Herşeyden önce kırmızı-beyaz renkler için Antalya'dan Eskişehir'e gidip 90 dakika boyunca varlıkları ve sesleriyle sahadaki takıma ve armaya omuz veren 400 civarındaki Antalyasporluya teşekkür etmek lazım. 400 Antalyalının 2 milyon Antalyalıya verdiği 'sahiplenme' dersini yazsak, başlığı 'destan' diye atmamız gerekirdi.
Sahadaki takımın nasıl oynadığını yazmak gibi bir yükümlülüğümüz de var. Fakat daha önce Samet Aybaba'nın takımla nasıl oynadığına bakmak lazım.
Çok basit bir geri dönüşle, detaya girmeden Aybaba'nın 2 hafta üst üste aynı 11'le çıkmadığını, hatta en az 2-3 değişiklikle takımını sahaya sürdüğünü hatırlatalım.
Sanırsınız, ideal kadroyu bulmak adına 5. hazırlık maçını oyunuyor Antalyaspor.
Baros-Diarra değişikliğine evet ama Mehmet Sedef ve Ferdinand'ın yedekte kalması çok mantıklı gelmedi. Demek ki tribünden izleyen bizlerle Samet Aybaba arasında ciddi görüş ayrılıkları var.
Maç da dengesiz bir oyunla başladı Antalyaspor adına. Gidişiyle bizi üzen Necati, Jorquera'ya verdiği müthiş ara pasla bir kez daha üzdü.
İlk yarıda kalan dakikalar orta alan mücadelesi şeklinde ve pozisyon açısından kısır bir futolla geçti.
Ev sahibi takımın özellikle orta alandaki sert oyunu ve her ikili mücadeleyi kazanması ibreyi Eskişehirspor'a çevirdi.
Insa bu sert futbola zayıf kaldı. Devrenin son düdüğü çaldığında bir kez bile gole yaklaşamamıştı Antalyaspor.
Soyunma odasına 1-0 geride olmanın yanı sıra Vederson kırmızı kart görmediği ve ikinci yarıya da 11 kişi ile başladığımız için biraz şanslıydık da diyebiliriz.
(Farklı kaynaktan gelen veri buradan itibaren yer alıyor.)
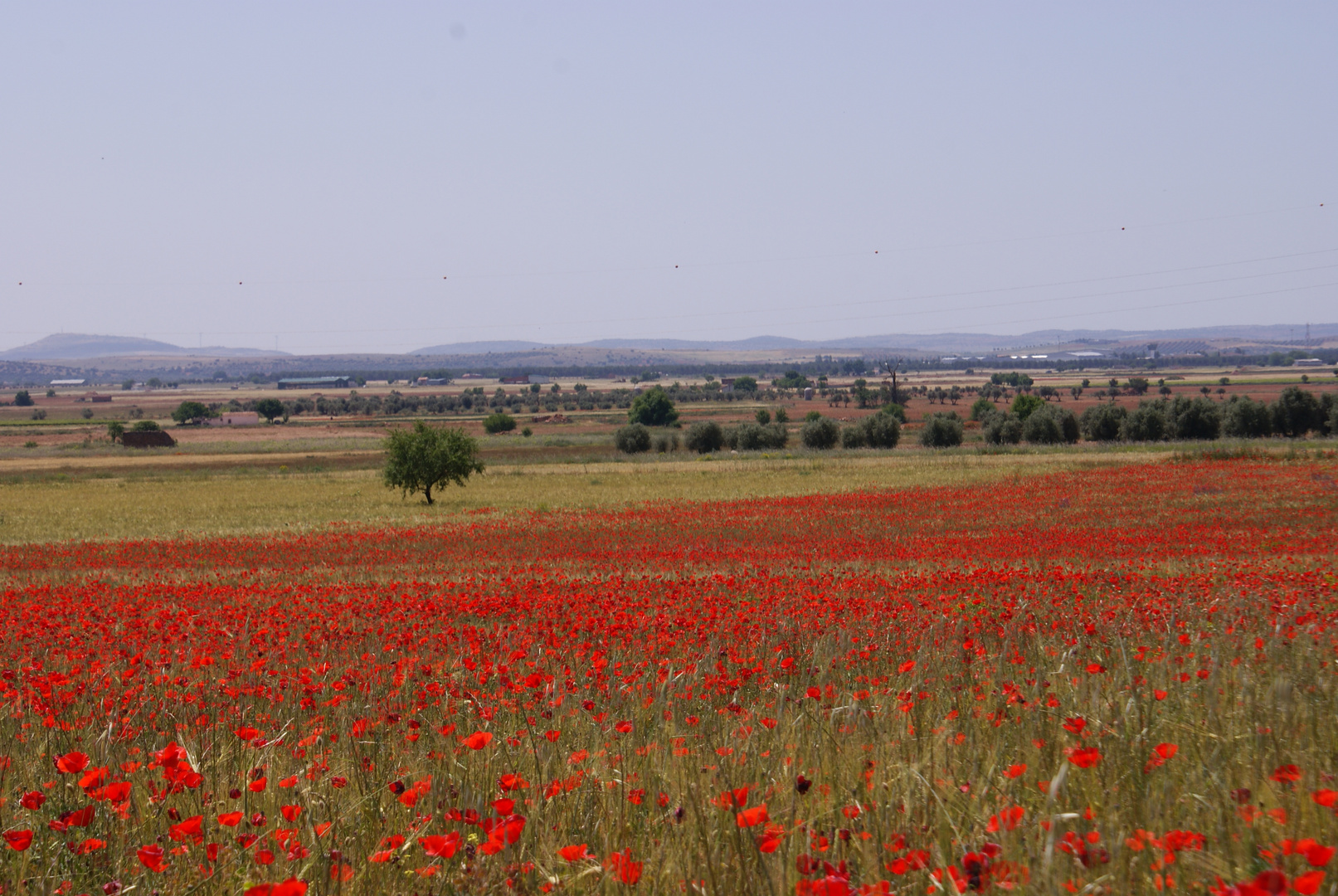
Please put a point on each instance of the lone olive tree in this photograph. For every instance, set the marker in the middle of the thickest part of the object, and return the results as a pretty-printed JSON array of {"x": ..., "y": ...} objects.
[{"x": 426, "y": 456}]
Lamine Diarra, 58. dakikada müthiş bir gole imza attı. Önüne atılan uzun topta iki Eskişehirli oyuncuyu peşine takan Senegalli, 'Neden Diarra oynamaz' diyenleri haklı çıkardı, Eskişehir'i panikletirken, Baros'un umutlarını azalttı.
Diarra'nın Eskişehir'in plakası 26'yı taşıyor olması da güzel bir tesadüf oldu.
İkinci yarıda daha doğru oynadı Antalyaspor. Samet Aybaba'nın yaptığı tercihsel ve taktiksel dokunuşlar takımı hareketlendirdi. Hürriyet'in kırmızı kart görmesiyle umutlanmadık da değil.
Ta ki Aytaç'ın golüne kadar.
Düşer dediğimiz takımların galibiyetler aldığı ligde biz hala 3 puana hasretiz.
Bu böyle gitmez. Hem puan hem de özgüven için bir an önce maç kazanmalıyız.
Ne diyelim; Önümüzdeki maçlara bakacağız.